Gaba teachers are only paid for lessons taught, so the additional time William spent at the studio waiting for lessons was unpaid, yet the company, he says, expected him to be there at all times.
“Once I was verbally disciplined for going out to get lunch. I was verbally warned by my supervisor. . . . He said, ‘You need to be preparing your lesson notes and you need to look to the client like you are doing work and not going out and getting lunch. ‘ And I said, ‘OK, but on the other hand, I am a human being and I need to eat, and I am not being paid for this time so you don’t have the right to tell me that.’ “
Gaba is the only large eikaiwa chain in Japan that doesn’t pay travel costs to teachers commuting to training or work, so attending training would not only have cut into William’s teaching hours, it would actually have cost him money.
William refused to do any further training, and this put him at odds with his supervisors at Gaba, a situation that was exacerbated when he took two days off work.
“I had to go to the hospital because I literally couldn’t talk and found out I had a throat infection,” explains William. “They made me meet with the regional manager and told me not to miss any more days. They told me they were going to reduce my schedule as punishment.”

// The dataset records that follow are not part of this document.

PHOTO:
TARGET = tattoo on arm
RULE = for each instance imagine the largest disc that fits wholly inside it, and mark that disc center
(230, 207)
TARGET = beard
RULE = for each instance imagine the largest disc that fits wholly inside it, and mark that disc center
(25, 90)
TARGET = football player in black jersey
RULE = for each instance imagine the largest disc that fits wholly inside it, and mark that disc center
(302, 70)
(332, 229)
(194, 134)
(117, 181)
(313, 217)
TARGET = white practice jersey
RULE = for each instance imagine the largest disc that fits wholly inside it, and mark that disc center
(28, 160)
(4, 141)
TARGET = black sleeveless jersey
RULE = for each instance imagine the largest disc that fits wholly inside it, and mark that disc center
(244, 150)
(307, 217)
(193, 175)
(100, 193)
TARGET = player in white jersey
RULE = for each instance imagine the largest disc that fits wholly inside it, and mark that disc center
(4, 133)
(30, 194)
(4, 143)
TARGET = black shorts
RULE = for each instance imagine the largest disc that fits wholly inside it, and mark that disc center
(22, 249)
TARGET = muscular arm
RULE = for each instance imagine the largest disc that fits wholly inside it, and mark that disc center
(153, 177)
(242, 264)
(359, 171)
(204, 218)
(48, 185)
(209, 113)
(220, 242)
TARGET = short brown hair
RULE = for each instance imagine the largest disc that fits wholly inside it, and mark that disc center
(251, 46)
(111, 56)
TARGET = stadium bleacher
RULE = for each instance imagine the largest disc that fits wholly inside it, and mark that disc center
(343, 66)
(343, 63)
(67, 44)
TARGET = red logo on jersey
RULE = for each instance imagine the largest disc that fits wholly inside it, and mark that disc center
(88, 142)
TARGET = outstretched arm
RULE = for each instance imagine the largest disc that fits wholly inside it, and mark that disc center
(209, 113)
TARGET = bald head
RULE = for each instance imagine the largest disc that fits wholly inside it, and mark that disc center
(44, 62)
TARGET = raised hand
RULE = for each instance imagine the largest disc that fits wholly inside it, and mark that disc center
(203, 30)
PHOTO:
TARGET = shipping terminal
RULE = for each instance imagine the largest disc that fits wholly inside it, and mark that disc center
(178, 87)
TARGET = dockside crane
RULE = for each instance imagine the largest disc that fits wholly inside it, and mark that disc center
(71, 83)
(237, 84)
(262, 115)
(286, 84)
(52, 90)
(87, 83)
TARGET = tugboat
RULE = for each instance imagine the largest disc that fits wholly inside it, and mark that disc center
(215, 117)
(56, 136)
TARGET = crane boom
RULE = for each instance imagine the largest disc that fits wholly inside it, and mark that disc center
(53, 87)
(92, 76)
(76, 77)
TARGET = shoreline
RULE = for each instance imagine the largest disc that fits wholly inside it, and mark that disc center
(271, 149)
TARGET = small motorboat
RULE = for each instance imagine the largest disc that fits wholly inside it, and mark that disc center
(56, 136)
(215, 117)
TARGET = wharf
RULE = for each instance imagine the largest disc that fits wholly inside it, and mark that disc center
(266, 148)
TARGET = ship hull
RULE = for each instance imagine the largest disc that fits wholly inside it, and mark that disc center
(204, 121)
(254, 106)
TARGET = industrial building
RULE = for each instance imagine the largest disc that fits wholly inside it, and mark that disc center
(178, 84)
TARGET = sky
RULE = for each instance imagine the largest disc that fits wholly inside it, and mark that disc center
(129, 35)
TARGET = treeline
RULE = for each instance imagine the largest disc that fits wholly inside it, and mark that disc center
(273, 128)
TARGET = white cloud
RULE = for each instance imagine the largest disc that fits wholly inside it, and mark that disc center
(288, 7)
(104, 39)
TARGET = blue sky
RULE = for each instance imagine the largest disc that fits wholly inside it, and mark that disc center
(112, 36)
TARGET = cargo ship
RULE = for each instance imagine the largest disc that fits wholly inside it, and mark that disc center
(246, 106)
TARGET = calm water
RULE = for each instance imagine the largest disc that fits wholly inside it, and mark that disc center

As an overseas recruit, Gaba was also the sponsor of William’s working visa, which made him feel particularly insecure.
“I felt very depressed, anxious, uncertain about what I was going to do. I was afraid I would have to go home. At this time I wasn’t making enough money monthly to pay anything more than pay my rent — I was losing money,” he recalls. “One day I went in for 8½ hours and I actually lost money going to work because none of my lessons booked. I figured out later on that this had something to do with the fact they had deleted my schedule from the client view of the instructors on their website.”
A complaint sometimes leveled by former Gaba instructors is that their learning studio manager or supervisor reduced their teaching schedule, and thus income, in order to discipline or control them.
In the Gaba employment contract that all teachers working in nonmanagerial roles sign, it states that “All instructors at Gaba teach under an Itaku, or entrusted, contract. The terms of this kind of system are different from employment. Entrusted instructors are essentially independent contractors that have been contracted to provide an established service, namely English instruction.”
In addition, many teachers also sign an “Entrusted Contract Awareness” document, which says: “Itaku contractors are not committed to fixed working hours as salaried employees are. We do not assign set work schedules but rely on instructors to inform us when they are available. Although we offer flexible scheduling, our peak times of operation are early weekday mornings, weekday evenings and all days weekends.”
Despite the fact that official company policy states they offer “flexible scheduling,” stories such as Herve’s and William’s suggest that, at least in some cases, pressure is put on instructors to choose shifts that fit the needs of the company alone.
Gaba teachers have even less freedom, despite their status as itaku contractors, with regards to dress.
Gaba was recently purchased by Japanese medical services company Nichii Gakkan for ¥10 billion. Earlier this month Canadian Bruce Anderson replaced Kenji Kamiyama as CEO of Gaba.